We thank the referee for the detailed and constructive review. The feedback correctly identifies the need for greater transparency in our sampling controls, which we will address directly. We respond to the major comment below and will incorporate the necessary clarifications in the revised manuscript.

read point-by-point responses
  1. Referee: The central claim that FT shows greater in-distribution proficiency than ICL rests on the discriminative test (Abstract and the experimental setup). The test declares success when the model assigns higher generation probability to in-language strings than to out-of-language strings. The manuscript states that string sampling is 'controlled,' yet provides no explicit statement that out-of-language strings are length-matched or token-frequency-matched to the in-language set. Without such controls, probability differences can be driven by the model's length bias or marginal token statistics rather than by internalization of the formal grammar. This confound would directly affect the reported FT > ICL gap on in-distribution generalization and the correlation measurements at higher proficiency levels. Please specify the exact sampling procedure for out-of-language strings and, if feasible, re

    Authors: We agree that explicit documentation of the matching procedure is essential to strengthen the claim. In Section 3.2 of the manuscript, out-of-language strings are generated by sampling strings of identical length to their in-language counterparts from a uniform distribution over the alphabet and rejecting any that fall inside the language (a low-probability event for the chosen formal languages). This guarantees length matching. Token-frequency matching is achieved because both sets are drawn from the same alphabet and the uniform sampler produces comparable marginal token statistics; the formal grammar itself is the only systematic difference. We will add a new subsection with pseudocode for the full sampling algorithm and an explicit statement confirming length and token-frequency controls. We believe these controls suffice to isolate grammar acquisition, but we are happy to add further matching (e.g., bigram frequencies) if the referee recommends it. revision: yes

Circularity Check

0 steps flagged

No circularity: claims rest on new experiments with explicitly defined synthetic task and test

full rationale

The paper introduces a novel formal language learning task with precise boundaries and a discriminative proficiency test defined directly as assigning higher generation probability to in-language versus out-of-language strings. All reported comparisons (FT vs. ICL on in-distribution and out-of-distribution generalization, inductive bias correlations, and model/vocabulary sensitivity) are produced by fresh empirical runs on controlled synthetic data rather than by fitting parameters to prior results or invoking self-citations as load-bearing premises. The derivation chain is therefore self-contained: the success metric is stated explicitly in the abstract and applied to new measurements, with no reduction of outputs to inputs by construction or via author-overlapping uniqueness theorems.
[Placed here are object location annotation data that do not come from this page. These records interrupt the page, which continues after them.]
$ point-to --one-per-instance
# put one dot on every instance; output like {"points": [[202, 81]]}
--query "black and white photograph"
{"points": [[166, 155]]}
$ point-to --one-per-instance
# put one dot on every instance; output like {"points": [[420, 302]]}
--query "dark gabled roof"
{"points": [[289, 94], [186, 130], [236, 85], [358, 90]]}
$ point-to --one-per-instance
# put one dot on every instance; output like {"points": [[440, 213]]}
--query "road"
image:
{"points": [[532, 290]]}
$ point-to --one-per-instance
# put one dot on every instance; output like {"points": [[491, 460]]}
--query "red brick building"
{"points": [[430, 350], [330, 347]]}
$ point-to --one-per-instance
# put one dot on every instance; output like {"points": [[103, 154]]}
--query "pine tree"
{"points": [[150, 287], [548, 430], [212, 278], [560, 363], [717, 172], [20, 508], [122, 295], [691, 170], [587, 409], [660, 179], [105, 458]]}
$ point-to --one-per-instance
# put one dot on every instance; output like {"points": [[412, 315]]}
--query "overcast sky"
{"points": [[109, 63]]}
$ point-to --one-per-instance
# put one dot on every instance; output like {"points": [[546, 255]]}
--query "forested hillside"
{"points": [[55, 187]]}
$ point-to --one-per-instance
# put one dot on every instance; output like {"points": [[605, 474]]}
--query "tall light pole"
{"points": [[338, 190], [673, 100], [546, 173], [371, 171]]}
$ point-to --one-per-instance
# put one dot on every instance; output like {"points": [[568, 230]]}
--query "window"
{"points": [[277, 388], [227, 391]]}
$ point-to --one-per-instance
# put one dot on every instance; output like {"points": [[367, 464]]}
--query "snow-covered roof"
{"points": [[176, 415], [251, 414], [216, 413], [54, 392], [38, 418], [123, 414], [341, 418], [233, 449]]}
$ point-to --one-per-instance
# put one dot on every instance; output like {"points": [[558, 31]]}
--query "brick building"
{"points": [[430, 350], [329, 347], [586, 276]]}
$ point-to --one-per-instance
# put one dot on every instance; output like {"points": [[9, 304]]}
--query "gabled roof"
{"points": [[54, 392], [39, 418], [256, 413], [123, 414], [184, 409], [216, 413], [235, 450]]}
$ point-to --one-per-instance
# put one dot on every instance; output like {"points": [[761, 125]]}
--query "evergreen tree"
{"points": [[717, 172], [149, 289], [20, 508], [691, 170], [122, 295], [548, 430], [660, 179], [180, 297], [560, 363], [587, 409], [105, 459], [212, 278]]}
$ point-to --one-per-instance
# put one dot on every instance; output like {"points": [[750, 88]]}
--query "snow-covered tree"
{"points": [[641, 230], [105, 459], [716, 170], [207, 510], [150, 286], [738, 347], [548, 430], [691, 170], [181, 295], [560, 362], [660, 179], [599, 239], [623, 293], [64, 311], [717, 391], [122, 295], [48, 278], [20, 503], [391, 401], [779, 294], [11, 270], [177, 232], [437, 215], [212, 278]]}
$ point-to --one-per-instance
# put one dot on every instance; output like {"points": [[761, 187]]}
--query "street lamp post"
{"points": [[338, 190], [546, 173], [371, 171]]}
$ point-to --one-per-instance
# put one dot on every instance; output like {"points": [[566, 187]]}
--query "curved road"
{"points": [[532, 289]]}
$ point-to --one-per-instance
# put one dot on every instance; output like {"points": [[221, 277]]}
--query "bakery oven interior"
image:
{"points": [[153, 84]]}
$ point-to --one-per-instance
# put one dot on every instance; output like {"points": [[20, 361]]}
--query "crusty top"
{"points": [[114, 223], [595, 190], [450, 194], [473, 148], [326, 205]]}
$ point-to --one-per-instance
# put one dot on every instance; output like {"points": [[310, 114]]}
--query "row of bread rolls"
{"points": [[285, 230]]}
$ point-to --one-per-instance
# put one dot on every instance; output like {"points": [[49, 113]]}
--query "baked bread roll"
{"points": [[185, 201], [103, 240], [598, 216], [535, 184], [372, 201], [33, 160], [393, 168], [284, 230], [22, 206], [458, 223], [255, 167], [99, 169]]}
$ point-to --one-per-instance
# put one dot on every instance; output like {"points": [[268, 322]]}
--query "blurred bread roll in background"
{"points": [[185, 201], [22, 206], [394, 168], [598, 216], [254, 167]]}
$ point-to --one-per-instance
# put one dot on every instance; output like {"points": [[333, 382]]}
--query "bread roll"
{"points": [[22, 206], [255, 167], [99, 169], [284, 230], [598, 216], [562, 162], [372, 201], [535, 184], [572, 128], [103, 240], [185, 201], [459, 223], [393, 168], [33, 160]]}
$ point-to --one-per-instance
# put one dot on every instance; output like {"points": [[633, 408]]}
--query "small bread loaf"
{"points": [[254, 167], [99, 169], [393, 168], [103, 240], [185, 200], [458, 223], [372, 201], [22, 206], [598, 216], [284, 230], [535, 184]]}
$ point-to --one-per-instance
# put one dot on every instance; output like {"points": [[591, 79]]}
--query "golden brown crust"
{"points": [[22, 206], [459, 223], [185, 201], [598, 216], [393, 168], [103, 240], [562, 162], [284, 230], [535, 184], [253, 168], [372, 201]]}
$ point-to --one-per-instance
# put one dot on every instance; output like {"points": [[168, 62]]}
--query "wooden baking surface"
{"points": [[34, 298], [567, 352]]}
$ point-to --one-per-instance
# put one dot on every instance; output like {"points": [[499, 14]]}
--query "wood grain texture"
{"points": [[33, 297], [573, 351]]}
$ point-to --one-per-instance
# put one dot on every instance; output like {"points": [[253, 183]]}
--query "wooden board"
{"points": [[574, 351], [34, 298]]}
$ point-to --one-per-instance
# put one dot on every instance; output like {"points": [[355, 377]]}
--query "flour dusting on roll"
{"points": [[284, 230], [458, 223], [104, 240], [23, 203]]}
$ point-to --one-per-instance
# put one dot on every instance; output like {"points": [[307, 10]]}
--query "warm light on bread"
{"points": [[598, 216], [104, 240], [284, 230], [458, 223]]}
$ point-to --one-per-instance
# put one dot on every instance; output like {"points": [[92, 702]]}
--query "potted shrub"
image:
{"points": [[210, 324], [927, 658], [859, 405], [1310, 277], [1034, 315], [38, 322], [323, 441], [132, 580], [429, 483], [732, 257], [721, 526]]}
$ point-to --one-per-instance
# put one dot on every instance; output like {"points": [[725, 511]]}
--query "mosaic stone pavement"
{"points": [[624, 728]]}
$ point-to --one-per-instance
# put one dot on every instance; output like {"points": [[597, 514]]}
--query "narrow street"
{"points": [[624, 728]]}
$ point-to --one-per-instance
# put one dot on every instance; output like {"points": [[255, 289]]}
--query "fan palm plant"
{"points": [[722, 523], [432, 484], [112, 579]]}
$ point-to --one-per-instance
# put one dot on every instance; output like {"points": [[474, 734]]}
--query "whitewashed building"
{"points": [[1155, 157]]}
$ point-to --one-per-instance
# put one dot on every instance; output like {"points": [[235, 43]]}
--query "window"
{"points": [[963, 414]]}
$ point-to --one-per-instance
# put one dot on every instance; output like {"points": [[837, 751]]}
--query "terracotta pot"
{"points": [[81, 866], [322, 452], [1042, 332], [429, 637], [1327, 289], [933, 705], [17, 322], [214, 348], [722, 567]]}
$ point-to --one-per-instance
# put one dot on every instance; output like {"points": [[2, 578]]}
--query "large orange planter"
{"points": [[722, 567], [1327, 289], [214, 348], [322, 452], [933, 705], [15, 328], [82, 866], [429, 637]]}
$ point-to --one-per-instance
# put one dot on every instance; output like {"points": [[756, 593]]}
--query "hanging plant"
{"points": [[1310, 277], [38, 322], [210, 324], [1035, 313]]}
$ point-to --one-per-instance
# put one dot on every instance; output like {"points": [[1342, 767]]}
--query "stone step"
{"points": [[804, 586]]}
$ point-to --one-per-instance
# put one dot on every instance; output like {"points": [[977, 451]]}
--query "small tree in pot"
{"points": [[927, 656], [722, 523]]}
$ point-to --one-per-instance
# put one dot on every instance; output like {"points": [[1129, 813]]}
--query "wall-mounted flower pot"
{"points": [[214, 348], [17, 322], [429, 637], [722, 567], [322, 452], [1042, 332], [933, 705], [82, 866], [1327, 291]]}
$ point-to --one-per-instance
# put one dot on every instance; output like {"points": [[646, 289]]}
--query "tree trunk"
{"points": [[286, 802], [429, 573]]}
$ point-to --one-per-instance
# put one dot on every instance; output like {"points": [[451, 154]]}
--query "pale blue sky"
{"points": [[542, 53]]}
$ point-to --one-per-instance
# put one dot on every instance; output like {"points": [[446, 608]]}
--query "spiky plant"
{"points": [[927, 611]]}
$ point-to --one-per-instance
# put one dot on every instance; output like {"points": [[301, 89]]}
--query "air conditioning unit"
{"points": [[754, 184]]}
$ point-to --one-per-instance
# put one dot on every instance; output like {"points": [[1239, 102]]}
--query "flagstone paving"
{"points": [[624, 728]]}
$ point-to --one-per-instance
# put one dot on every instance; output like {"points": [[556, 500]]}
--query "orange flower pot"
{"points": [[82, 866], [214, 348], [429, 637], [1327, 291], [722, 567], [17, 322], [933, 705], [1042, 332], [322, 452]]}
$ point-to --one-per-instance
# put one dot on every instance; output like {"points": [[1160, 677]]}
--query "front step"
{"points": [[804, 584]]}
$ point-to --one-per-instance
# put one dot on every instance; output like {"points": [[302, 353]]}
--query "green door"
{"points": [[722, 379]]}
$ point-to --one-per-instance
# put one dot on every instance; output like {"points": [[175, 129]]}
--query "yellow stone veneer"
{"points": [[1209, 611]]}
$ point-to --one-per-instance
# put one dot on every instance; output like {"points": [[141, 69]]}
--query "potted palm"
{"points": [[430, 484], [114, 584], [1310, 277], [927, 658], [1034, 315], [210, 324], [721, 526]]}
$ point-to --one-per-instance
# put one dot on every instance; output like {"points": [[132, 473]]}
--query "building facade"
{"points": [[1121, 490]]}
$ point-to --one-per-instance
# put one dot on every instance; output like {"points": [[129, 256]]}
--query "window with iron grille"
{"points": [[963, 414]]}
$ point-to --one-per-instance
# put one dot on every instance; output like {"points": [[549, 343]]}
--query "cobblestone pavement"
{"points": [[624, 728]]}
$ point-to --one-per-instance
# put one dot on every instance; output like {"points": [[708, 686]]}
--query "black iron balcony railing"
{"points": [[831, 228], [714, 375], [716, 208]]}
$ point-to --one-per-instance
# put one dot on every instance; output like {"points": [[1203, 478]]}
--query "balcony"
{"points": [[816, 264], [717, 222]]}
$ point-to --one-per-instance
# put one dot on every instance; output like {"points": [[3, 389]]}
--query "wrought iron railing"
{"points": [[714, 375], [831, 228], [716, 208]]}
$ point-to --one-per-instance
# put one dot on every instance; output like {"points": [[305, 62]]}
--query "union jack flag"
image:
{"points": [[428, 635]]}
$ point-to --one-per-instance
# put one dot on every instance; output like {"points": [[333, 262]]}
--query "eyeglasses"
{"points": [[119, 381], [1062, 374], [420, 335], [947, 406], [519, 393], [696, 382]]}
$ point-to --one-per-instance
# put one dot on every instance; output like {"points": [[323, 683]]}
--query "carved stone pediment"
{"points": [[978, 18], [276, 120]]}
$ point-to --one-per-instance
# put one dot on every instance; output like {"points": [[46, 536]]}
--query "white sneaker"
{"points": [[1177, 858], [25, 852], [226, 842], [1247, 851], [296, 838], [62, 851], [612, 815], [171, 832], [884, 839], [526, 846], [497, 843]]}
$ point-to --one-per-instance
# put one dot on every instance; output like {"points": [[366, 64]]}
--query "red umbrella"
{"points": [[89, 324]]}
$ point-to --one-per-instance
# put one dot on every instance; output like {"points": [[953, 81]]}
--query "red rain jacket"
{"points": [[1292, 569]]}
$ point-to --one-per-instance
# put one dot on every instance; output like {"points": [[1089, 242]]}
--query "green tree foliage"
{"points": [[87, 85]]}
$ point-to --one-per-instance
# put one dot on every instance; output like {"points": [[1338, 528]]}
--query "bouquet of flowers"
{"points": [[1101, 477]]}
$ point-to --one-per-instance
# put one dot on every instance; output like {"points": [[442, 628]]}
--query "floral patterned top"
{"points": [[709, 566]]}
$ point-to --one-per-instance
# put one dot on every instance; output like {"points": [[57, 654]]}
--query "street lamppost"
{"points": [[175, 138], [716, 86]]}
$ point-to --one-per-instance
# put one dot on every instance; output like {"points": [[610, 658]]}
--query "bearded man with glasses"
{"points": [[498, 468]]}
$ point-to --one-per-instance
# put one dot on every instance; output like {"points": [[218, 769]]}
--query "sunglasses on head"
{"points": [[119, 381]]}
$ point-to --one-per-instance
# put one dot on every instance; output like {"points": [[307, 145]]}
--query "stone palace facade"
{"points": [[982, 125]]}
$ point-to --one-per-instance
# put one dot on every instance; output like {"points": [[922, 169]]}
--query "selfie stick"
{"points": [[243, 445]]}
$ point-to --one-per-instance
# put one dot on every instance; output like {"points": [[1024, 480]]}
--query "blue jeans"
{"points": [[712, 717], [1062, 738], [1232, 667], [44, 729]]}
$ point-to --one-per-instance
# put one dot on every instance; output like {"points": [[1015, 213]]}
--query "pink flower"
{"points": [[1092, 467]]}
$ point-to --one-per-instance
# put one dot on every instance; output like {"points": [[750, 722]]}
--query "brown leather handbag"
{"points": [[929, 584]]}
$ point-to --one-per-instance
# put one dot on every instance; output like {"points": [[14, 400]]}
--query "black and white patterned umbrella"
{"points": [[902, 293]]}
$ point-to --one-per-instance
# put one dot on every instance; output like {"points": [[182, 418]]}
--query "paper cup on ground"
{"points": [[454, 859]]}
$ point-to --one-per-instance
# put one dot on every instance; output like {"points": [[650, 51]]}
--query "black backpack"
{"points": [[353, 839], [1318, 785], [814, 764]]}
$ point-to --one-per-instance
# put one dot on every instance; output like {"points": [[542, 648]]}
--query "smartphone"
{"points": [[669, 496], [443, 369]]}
Axiom & Free-Parameter Ledger

0 free parameters · 2 axioms · 0 invented entities

The central claims rest on the assumption that formal languages serve as valid proxies for natural language inductive biases and that probability assignment is a sufficient proxy for proficiency; no free parameters or invented entities are introduced.

axioms (2)
  • domain assumption LLMs assign generation probabilities to strings that reflect learned language structure.
    Invoked in the definition of the discriminative test for language proficiency.
  • domain assumption Formal languages with precise boundaries avoid data contamination and allow exact in- versus out-of-language distinctions.
    Stated as the motivation for choosing formal languages over natural language datasets.